What's a mother to do? When her first born babe dies at birth... When her kid swallows bleach... or overdoses on aspirin? When her 9 year old son has an ulcer, her little girl goes down to the river and falls into the water?
In that last case, she takes a branch from the willow tree and whups her wet kid on the back of the legs all the way down the middle of the street... all the way home.
What's a mother to do, when her kids steal apples from the farmer's orchard? Or flowers from the next door neighbor's garden or items from the five and dime store? She makes the child return the stolen goods, admit the crime in shame and apologize. That one really works well because of the humiliation factor. The lesson in honesty needs no willow whip.
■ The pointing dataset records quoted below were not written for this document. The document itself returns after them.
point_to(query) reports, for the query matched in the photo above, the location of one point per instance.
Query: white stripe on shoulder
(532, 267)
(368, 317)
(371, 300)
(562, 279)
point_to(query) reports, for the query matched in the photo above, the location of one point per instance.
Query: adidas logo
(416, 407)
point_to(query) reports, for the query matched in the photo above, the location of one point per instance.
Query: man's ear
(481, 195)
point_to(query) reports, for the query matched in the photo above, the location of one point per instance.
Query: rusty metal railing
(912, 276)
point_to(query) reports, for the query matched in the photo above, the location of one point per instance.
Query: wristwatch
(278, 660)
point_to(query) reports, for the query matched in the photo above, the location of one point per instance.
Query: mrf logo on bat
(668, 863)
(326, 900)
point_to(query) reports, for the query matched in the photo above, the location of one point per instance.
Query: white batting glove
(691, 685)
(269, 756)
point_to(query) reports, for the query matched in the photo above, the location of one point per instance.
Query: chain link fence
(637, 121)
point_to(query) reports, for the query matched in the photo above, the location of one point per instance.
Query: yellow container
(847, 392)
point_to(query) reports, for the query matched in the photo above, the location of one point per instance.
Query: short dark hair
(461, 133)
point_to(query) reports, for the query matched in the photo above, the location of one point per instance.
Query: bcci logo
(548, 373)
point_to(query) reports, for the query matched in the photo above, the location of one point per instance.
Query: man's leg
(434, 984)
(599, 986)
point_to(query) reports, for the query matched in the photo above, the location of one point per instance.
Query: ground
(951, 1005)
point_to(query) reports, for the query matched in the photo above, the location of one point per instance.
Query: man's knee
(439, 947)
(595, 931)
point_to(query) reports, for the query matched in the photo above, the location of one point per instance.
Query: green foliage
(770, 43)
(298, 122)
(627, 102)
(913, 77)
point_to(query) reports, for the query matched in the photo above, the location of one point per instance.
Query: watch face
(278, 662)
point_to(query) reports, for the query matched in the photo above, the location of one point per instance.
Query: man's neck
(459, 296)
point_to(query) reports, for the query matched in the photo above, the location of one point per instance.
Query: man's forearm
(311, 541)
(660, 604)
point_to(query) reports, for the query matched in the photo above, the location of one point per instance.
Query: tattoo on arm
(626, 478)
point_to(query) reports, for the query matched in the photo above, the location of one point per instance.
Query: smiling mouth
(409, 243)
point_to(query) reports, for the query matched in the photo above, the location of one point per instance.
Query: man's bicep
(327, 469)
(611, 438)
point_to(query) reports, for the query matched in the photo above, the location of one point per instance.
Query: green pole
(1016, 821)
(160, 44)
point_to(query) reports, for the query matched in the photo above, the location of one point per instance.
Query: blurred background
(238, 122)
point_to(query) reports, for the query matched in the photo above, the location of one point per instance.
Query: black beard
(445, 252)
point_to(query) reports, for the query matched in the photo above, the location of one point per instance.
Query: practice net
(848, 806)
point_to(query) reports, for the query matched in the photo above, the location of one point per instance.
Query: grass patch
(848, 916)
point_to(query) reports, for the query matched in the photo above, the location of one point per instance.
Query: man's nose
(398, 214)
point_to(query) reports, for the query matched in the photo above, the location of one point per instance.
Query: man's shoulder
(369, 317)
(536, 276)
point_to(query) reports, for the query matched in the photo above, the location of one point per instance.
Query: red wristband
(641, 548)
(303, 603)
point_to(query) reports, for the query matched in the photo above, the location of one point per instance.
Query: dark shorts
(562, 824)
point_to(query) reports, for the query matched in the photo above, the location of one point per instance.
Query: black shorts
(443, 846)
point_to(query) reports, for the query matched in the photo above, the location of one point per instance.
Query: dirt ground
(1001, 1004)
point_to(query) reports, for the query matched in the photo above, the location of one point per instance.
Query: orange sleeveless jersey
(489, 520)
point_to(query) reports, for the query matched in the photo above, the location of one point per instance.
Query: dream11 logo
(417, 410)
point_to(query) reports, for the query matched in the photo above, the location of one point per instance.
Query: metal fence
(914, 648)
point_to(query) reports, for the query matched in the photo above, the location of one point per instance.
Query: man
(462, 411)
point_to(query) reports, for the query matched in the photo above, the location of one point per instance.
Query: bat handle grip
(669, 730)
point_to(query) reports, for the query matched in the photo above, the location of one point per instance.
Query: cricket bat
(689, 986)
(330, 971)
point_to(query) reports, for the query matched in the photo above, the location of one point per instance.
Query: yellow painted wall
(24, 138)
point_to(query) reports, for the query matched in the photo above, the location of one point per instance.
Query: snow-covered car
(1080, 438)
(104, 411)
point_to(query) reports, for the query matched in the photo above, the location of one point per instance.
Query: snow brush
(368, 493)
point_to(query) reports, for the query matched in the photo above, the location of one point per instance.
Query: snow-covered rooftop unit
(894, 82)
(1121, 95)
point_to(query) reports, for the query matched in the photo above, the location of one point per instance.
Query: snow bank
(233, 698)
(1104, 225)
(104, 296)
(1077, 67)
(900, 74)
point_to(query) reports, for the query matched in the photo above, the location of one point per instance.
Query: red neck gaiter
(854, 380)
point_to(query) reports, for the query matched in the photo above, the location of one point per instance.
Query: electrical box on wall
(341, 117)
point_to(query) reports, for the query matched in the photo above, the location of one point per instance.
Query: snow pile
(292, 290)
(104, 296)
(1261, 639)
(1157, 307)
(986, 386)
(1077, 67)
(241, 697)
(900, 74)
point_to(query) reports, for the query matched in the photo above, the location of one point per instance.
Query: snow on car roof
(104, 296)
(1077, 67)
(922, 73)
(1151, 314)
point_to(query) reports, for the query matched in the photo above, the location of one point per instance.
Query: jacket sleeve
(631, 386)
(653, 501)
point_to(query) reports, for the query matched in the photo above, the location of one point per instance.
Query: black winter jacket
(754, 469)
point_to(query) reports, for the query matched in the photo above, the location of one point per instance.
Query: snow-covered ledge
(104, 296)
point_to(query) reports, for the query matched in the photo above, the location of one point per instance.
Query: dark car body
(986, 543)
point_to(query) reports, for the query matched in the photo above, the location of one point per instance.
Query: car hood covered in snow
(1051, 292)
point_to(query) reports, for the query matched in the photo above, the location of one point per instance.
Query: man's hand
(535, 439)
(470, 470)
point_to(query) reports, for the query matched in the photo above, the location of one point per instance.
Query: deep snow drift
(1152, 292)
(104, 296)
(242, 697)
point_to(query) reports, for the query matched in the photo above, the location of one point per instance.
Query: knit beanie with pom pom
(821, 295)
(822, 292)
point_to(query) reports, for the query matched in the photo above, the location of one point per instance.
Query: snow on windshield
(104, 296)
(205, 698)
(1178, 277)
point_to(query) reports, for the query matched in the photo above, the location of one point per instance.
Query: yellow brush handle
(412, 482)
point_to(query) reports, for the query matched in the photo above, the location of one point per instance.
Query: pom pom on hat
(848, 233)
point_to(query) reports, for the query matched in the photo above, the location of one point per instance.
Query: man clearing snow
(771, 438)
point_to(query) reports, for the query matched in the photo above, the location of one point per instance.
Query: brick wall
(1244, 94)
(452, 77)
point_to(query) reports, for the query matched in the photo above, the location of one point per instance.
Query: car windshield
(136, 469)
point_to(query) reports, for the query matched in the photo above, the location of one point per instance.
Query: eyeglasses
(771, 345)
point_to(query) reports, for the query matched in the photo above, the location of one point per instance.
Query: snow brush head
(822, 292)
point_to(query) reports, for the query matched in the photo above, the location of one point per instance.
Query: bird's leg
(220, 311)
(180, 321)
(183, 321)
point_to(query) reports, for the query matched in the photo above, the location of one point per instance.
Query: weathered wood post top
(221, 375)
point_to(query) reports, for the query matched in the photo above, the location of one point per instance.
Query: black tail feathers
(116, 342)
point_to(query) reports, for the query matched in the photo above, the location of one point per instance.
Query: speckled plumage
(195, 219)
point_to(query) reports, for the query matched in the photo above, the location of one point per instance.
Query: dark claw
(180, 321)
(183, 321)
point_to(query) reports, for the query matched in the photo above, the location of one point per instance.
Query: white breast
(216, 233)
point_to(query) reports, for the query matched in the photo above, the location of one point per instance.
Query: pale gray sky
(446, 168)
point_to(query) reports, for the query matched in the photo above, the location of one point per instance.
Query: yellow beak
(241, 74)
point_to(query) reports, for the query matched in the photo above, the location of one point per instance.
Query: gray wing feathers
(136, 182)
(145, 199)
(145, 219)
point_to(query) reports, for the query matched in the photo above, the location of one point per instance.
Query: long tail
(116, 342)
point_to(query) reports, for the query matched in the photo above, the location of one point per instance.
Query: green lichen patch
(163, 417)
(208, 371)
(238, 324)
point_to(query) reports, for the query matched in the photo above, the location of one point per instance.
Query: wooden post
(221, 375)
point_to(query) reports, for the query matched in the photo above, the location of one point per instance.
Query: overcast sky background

What's a mother to do when her children inherit the same disease she has? At first she denies the possibility until it is so obvious it can no longer be ignored. She irrationally blames herself for passing this disease on to her children. She carries her guilt like a heavy sack of coal on her back, especially because they suffer pain and social stigma because of it. How could she have prevented this from happening? Not having any kids? There was no birth control back in those days. Though the children know she is not to blame, she carries that shame the whole of her life, no matter how much they reassure her.
Oh, this is not one of those lovely overdone tributes to Mother's Day. Is it? What Hallmark card would sell such a message?
What can those children do when they grow up, but look back on their childhoods and understand the value through having children of their own and see just how challenging it is to raise a child. They can only look back in wonder and awe when they realize mother had so many children to take care of. How had she managed? How had she kept the house clean, the laundry done? How did she have energy to cook meals and welcome her husband home? How did she do all that and still work part-time labor intensive jobs over the years?
She said, "You will always be my children, no matter how old you are. When, I'm 80 and you're in your fifties, you will still be my children. I shall worry about you, pray for you, hope the best for you and love you forever."